A Good College Mentor Can Make All the Difference
When you step onto campus for the first time as a freshman, everything is new. The buildings, the classrooms, the teachers—even the food! Navigating all of this can be tricky and, if you’re not careful, isolating. But remember, there are plenty of people on campus who have been where you are now and are willing to help. Connecting with a college mentor can make all the difference.
If you bonded with a teacher in high school, you know just how beneficial a trusted relationship with a mentor can be. Bring that experience into college by finding a professor or faculty member who you connect with beyond academics. Drop in on the professor’s office hours or ask to grab a coffee. If your school offers a mentoring program, take advantage and get involved.
Once you think you’ve found a good fit, use your time with your mentor to ask about life, school, faith, and everything in between. Your mentor’s advice and experience can help you make the most of your time at college—and beyond.
Know Where You’re Going
While there are endless benefits to having a mentor for emotional support, there are also some practical advantages. If you’re new to college, a mentor can help you learn the lay of the land. Campuses tend to be large and hard to navigate, so knowing where your classes are ahead of time is key. Mentors can teach you some of tricks of the trade to help you adjust to your new schedule and freedom. Time management is an important skill to develop while you’re in college, but it doesn’t always come easy. It’s useful to talk to somebody who has been there before, who can help you learn from his or her mistakes.

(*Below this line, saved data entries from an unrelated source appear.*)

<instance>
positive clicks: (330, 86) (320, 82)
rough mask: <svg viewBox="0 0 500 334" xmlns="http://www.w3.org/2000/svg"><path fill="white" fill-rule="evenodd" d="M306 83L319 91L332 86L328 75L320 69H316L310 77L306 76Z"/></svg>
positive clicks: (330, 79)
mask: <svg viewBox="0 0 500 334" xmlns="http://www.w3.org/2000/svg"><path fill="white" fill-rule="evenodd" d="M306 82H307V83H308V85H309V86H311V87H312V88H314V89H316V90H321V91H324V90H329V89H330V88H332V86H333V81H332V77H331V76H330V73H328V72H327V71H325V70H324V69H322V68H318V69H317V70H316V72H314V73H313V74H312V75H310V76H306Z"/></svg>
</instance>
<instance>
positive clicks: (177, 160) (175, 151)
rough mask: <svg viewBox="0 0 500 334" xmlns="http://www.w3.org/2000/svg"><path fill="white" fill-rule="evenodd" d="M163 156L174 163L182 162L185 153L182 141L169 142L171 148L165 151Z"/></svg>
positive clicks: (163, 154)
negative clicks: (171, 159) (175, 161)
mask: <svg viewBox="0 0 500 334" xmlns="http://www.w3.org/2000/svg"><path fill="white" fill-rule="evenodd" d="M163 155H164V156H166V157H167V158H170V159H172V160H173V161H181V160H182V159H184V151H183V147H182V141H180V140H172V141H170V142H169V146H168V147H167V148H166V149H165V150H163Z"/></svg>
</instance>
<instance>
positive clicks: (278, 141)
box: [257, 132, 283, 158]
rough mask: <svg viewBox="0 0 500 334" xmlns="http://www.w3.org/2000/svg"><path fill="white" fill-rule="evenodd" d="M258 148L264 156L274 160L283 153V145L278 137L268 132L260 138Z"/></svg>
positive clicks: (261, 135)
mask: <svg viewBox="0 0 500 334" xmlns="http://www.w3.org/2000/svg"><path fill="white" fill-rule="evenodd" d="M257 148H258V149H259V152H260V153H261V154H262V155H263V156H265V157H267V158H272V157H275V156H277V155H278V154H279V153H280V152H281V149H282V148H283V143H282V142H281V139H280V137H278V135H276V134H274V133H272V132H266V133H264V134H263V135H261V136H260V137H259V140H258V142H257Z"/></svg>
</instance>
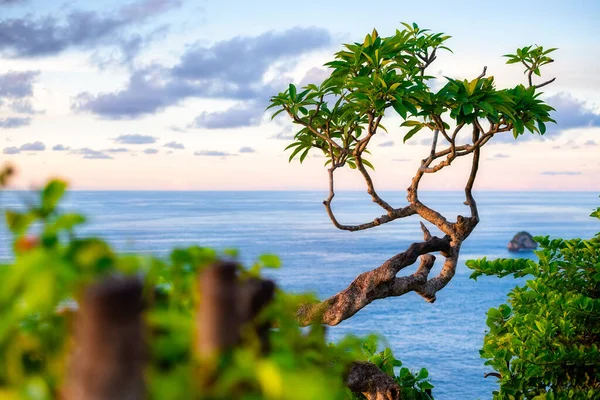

Mentors might be more familiar with other professors and class curriculums than you are. When it comes time to choose classes, he or she can help you select the best courses based on your academic and career interests as well as your current workload. Maybe he or she has even taken some of the courses you’re considering, or interacted with particular professors, which could help you make the right decision.
Sometimes learning from someone who has lived longer than you can make all the difference. Eliot Reasoner, a recent Azusa Pacific University graduate who was mentored all four years of college (and continues his mentoring as a graduate student), says his mentor’s life experience is what made the relationship and time together so beneficial.
“Because a mentor is someone who is older and has more life experience, [having a mentor] has been really beneficial in terms of life advice,” Reasoner shared. “Just seeing the life of someone who has already been through what I have and come out on the other side was always encouraging.”
A college mentor can speak to a lot of areas in a new student’s life beyond logistics—how to get to class, which courses to take or avoid. He or she can help you gain perspective when things are new, interesting, or even confusing. In college, there are a lot of faculty members, but each interprets life and faith differently. Find someone who helps you see your place in the world and the difference you can make. Having a mentor to encourage and support you can help you gain a broader understanding of how to face this new time in your life.
Thrive After Graduation
Did you know that having a positive mentoring relationship in college can prepare you for the workplace? A Gallup-Purdue University study found that a student’s college experience determined well-being and success after graduation. Students who spent time with a professor who “cared about them as a person, made them excited about learning, and encouraged them to pursue their dreams,” were not only more engaged in the workplace, but saw their well-being thrive overall.
In Reasoner’s opinion, all freshmen should have a good mentor in college. “It’s important to find a role model or someone in a stage of life that you want to be at one day and can help you get there,” he said. “You can learn so much from them.”
College can be an intimidating place, but a mentor can help you gain the confidence necessary to thrive.